M5Stack ships Stack-chan with the xiaozhi firmware stack: a cloud-dependent LLM-agent pipeline written in C++. stackchan-kai rebuilds the desk-toy surface — animated face, head motion, local sensors, optional sidecar-routed voice agent — in no_std Rust on top of esp-hal and embassy.
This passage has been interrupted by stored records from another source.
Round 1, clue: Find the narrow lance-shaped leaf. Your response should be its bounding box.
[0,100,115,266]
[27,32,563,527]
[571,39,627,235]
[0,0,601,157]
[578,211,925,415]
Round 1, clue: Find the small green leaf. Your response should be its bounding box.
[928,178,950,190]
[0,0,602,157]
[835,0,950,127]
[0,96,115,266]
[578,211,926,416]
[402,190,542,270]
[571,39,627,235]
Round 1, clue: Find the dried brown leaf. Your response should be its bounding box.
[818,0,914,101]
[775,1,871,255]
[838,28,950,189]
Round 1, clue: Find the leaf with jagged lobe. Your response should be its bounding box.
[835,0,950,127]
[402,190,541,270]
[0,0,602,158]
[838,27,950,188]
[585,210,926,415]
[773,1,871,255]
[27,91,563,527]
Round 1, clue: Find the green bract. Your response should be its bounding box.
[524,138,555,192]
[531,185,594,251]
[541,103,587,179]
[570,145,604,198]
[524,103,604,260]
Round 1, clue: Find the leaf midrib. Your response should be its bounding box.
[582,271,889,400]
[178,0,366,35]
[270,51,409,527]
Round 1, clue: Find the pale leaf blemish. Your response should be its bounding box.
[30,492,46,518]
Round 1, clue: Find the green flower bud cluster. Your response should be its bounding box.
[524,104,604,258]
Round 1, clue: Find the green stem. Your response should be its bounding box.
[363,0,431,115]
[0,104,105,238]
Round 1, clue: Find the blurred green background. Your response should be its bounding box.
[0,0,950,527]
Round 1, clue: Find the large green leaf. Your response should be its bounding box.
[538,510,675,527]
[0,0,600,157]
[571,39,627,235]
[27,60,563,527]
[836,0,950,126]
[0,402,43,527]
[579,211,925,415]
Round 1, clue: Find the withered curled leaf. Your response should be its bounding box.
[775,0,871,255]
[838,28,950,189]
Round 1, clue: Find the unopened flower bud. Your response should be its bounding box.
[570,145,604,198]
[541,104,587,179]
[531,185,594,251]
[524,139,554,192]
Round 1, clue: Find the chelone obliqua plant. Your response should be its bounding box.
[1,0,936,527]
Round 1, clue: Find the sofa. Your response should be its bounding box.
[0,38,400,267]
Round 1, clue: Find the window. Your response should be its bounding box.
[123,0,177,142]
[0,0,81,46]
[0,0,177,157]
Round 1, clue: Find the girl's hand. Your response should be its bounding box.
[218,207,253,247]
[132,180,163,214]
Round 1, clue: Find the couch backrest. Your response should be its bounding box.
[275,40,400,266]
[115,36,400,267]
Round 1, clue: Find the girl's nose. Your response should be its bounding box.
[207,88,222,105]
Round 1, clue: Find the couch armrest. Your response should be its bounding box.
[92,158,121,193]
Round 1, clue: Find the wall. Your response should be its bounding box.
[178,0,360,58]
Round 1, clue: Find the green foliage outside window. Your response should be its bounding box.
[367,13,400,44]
The engine is modeled as data, the render path is shared with a host-side simulator, and the only network egress is whatever the operator points the voice path at.

The engine

stackchan-core models the avatar as data: an Entity (face, motor, perception, voice, mind, events, input, tick) plus a Director that sorts Modifiers by phase and ticks them each frame.

use stackchan_core::{Director, Entity, Instant};
use stackchan_core::modifiers::{Blink, EmotionCycle, IdleHeadDrift};

let mut entity = Entity::default();
let mut emotion = EmotionCycle::new();   // Phase::Affect
let mut blink = Blink::new();            // Phase::Expression
let mut drift = IdleHeadDrift::new();    // Phase::Motion

let mut director = Director::new();
director.add_modifier(&mut emotion).expect("registry has room");
director.add_modifier(&mut blink).expect("registry has room");
director.add_modifier(&mut drift).expect("registry has room");

for ms in (0..10_000).step_by(33) {
    director.run(&mut entity, Instant::from_millis(ms));
}

Each Modifier declares a phase (Perception, Cognition, Affect, Speech, Expression, Decoration, Motion, Audio) and a priority; the Director sorts once and ticks per frame. A parallel Skill surface carries longer-running, predicate-fired capabilities — skills write intent into mind and voice, modifiers translate that to face and motion. Catalogues live in crates/stackchan-core/src/modifiers/ and crates/stackchan-core/src/skills/.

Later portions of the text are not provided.